Dave's Energy

Thursday, December 08, 2005

Will industry play an active role in clean energy?

Historically, when it came to cleaner emissions standards, government has led the charge. Business, on the other hand, has typically balked at the costs associated with compliance; the debates over legislation pertaining to clean diesel and mercury emissions come to mind. But industry's staunch opposition to "clean energy" may potentially be softening. General Electric, led by CEO Jeffrey Immelt, has a new idea: instead of resisting green energy, profit from it. Whether it's a real shift in priorities or simply timely PR remains to be seen, but if the economics make sense for GE, perhaps we are closer to the inflection point where industry can go greener (a very relative term) without going out of business.

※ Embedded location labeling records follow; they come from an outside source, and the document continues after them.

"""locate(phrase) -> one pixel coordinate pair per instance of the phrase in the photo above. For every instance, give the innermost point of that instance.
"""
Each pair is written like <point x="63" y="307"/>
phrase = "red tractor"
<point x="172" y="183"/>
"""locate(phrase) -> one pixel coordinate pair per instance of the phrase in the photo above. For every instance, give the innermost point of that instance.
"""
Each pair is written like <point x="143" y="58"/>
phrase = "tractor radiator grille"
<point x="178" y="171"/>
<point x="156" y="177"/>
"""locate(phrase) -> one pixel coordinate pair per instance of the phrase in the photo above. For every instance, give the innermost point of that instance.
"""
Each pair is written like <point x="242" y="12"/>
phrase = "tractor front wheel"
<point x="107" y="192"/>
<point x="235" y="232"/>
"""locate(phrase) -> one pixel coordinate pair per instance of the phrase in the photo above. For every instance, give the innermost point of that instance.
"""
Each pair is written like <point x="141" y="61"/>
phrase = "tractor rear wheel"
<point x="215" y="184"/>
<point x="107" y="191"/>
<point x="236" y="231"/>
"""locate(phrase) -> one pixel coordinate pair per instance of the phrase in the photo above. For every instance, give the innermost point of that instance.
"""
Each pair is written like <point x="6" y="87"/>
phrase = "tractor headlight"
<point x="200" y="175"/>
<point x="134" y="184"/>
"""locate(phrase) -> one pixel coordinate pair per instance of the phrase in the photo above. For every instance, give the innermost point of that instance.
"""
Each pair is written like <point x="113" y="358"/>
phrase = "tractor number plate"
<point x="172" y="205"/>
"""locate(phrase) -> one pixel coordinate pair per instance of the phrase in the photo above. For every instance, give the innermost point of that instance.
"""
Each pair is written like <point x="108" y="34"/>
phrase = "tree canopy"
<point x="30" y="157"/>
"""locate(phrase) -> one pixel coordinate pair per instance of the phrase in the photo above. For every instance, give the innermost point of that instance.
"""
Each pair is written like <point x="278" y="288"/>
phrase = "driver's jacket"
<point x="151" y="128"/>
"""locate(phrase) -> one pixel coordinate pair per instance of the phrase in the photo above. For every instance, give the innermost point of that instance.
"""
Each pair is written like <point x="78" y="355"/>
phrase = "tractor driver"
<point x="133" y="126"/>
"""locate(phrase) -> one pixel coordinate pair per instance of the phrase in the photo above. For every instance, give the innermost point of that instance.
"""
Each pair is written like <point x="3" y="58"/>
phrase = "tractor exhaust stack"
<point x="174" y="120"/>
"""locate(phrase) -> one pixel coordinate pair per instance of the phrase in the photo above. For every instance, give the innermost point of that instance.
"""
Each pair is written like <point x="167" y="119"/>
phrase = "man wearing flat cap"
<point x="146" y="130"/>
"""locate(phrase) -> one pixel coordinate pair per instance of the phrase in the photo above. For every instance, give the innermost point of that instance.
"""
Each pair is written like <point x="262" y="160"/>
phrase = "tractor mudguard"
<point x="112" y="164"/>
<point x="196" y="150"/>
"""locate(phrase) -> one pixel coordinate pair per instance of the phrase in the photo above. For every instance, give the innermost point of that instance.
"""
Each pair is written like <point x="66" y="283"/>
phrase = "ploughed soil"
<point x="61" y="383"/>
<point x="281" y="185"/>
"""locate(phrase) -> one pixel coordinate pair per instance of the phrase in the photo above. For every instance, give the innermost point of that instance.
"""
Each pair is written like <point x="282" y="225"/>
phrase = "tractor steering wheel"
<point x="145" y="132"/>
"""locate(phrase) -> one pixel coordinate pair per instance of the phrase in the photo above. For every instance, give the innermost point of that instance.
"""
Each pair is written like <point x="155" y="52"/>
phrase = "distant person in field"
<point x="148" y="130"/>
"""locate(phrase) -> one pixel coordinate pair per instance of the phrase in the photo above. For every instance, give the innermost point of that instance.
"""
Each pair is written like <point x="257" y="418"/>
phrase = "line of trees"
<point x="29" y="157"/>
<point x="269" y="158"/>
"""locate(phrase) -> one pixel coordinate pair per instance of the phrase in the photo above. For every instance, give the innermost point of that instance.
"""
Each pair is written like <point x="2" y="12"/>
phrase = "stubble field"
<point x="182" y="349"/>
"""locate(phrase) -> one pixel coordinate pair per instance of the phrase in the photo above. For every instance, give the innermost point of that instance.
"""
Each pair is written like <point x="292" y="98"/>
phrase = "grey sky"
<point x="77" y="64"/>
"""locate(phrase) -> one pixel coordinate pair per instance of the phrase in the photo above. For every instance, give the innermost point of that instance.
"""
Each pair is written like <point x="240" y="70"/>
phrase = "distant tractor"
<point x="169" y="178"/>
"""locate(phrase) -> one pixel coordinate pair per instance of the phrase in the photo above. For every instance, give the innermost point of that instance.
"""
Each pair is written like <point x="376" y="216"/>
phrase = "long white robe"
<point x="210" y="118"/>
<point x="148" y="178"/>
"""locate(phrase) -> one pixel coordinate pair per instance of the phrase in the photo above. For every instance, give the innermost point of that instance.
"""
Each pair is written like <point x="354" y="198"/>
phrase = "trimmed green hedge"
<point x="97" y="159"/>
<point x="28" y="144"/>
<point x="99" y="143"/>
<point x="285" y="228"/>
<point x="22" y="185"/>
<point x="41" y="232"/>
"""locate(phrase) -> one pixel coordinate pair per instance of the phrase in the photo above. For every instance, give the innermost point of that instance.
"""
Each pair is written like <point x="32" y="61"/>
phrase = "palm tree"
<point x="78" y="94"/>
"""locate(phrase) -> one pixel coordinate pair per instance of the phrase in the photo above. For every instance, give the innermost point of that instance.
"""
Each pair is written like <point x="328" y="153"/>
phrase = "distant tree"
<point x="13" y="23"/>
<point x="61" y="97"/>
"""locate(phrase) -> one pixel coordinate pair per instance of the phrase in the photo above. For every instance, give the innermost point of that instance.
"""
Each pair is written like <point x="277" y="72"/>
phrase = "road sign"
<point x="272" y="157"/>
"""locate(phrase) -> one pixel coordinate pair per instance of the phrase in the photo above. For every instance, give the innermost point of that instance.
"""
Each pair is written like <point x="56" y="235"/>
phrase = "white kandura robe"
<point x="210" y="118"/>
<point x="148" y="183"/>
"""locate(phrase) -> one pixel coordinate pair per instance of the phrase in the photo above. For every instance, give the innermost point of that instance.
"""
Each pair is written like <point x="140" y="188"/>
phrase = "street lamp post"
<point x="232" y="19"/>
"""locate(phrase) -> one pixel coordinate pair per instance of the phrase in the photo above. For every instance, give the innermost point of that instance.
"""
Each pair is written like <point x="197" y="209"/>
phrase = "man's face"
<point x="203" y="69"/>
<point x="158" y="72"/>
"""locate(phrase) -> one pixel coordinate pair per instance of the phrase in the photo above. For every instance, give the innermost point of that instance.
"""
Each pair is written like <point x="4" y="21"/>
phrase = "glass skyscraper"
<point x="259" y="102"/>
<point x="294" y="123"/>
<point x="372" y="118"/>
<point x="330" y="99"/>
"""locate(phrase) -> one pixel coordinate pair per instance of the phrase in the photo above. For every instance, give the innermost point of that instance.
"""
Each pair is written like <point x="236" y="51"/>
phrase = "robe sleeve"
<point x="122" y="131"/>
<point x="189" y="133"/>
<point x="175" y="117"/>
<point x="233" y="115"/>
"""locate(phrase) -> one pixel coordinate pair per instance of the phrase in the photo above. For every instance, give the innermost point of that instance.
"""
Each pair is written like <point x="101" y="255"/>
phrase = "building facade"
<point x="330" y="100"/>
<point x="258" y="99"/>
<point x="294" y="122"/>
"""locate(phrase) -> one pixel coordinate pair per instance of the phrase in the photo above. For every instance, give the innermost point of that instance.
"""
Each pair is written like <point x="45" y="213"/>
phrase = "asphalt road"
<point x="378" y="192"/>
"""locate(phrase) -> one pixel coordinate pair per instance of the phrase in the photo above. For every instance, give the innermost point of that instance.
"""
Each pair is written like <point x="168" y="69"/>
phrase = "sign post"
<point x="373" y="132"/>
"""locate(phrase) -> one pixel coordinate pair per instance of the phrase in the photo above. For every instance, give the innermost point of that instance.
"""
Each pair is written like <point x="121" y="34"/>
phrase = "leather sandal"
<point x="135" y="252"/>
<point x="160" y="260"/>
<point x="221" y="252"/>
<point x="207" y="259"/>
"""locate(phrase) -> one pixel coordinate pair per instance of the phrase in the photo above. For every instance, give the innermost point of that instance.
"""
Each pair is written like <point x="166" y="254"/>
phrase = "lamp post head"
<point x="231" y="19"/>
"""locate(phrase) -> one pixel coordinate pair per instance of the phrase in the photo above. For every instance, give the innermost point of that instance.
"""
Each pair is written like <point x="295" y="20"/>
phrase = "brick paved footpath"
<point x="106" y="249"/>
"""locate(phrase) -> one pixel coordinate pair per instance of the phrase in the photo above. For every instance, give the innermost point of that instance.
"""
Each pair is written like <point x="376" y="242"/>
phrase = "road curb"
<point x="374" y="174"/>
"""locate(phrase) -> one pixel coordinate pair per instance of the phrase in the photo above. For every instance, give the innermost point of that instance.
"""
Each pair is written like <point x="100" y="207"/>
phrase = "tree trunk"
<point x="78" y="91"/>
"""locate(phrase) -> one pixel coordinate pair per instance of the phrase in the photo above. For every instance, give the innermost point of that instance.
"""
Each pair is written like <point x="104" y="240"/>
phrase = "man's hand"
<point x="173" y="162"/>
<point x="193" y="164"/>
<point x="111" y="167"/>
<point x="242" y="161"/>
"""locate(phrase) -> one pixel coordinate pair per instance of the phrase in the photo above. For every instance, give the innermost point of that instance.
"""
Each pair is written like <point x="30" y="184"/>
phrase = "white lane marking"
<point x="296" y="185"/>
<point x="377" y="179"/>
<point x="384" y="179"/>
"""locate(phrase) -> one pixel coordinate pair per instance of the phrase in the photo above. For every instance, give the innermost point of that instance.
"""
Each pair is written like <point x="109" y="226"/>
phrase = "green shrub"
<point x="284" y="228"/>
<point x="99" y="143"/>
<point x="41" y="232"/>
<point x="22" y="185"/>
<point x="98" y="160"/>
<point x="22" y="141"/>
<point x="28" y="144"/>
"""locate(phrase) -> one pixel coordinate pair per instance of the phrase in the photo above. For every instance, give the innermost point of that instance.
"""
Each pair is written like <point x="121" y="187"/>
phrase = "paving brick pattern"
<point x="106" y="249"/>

The following is from the December 10th, 2005 edition of The Economist (see the whole issue for more):

"NEXT month General Electric's corporate bosses will drop a bombshell on the hard-charging managers of its global businesses. In future they will be judged not only by all the usual measures, such as return on capital, that investors typically care about: they will also be held accountable for helping to save the planet.

Every GE business unit will have to cut its emissions of carbon dioxide (CO2), the main greenhouse gas (GHG) behind global warming, by a different target. Energy-intensive divisions such as plastics and locomotive manufacturing will need to make big cuts in emissions, while the paper-pushers at the group's financial-services divisions will be told to aim at smaller, but still ambitious, cuts.

GE's new goal is to cut its overall GHG emissions by 2012 to 1% below their level in 2004. That might not sound ambitious, but if no climate policies are enacted, the company's projected revenue growth would increase its GHG emissions by 40% above 2004 levels. The firm also vows to cut the intensity of its GHG emissions (that is, the amount of GHG emitted in terms of its economic activity) by 30% by 2008. By comparison, the UN's Kyoto Protocol calls for Europe to reduce its GHG emissions by 2012 to 8% below the 1990 level and George Bush's voluntary climate scheme calls for an 18% cut in America's GHG intensity from the level in 2002 by 2012.

The new campaign makes some extravagant promises. The company vows to double its revenues from 17 clean-technology businesses, ranging from renewable energy and hydrogen fuel cells, to water filtration and purification systems, to cleaner aircraft and locomotive engines. This would take such products from $10 billion in sales in 2004 to $20 billion by 2010, with more ambitious targets thereafter. To get there, Mr Immelt has promised to double research spending on clean products, from $700m per year to $1.5 billion, by 2010. (GE's total research expenditure was $3.1 billion in 2004 and its revenues were $152.4 billion.)

Most striking, however, is GE's new position on climate change, an issue that divides corporate America. Some large industrial groups have long argued that the climate problem is real. Three dozen such big firms—including DuPont, United Technologies and Whirlpool—have been united by the Pew Centre on Global Climate, a non-partisan charity, to lobby for action by America's federal government to curb CO2 emissions. Many others, notably Exxon-Mobil, but also much of America's coal-burning utility sector, have remained deeply opposed to any such efforts—as has President Bush. Awkwardly, many of those utility firms are GE's customers.

Mr Immelt is so convinced that clean technologies will be the future of GE that, invoking the colour of American money, he has made his new mantra: “green is green”. If he is right, then not only will GE benefit, but businesses everywhere will have to follow in its tracks in one form or another. If he is wrong, Mr Immelt will have led one of the world's biggest and most powerful companies down a dead-end, and the cost to its reputation, if not its financial performance, is likely to be huge."